With the finite-volume discretization involving a downside as just described, one might wonder why would one choose it? The answer is that the finite-volume approach enables one to mimic in a relatively straightforward and inexpensive way important conservation properties of the continuous equations. It is of course a matter of choice of model developers which priorities they will decide upon, and some of the choices preclude various others. In a recent comparison of five dynamical cores tested within the U.S. Next Generation Global Prediction System (NGGPS) project, both hort-listed models were finite-volume models (e.g., Mesinger et al. 2018). One of them was accepted to be the operational model of the U.S. National Weather Service.

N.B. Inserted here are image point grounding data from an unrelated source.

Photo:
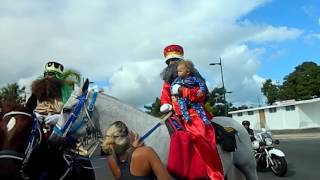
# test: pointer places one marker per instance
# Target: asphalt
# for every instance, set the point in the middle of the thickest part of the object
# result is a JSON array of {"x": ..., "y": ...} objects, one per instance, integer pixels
[{"x": 307, "y": 133}]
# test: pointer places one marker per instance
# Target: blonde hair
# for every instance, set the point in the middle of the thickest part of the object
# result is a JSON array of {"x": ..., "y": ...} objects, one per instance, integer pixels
[
  {"x": 189, "y": 66},
  {"x": 117, "y": 139}
]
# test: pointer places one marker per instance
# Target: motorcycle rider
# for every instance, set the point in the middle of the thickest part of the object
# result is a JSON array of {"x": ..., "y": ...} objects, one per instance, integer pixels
[{"x": 250, "y": 131}]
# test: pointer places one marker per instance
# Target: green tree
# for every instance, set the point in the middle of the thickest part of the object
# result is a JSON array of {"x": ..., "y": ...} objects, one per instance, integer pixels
[
  {"x": 72, "y": 77},
  {"x": 154, "y": 109},
  {"x": 12, "y": 92},
  {"x": 303, "y": 83},
  {"x": 271, "y": 91}
]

Results presented certainly are not a proof of the reason for the better surface-layer skill of the Eta model against the NMM over high topography, and other reasons are possible. However, the results shown do demonstrate that higher vertical resolution of the surface layer, despite a considerable effort of a reputable NWP centre, did not guarantee improvement in the results. This clearly justifies attention to other possibilities, among them to that of topography intersecting vertical coordinates, enabling a horizontally uniform model layer thicknesses.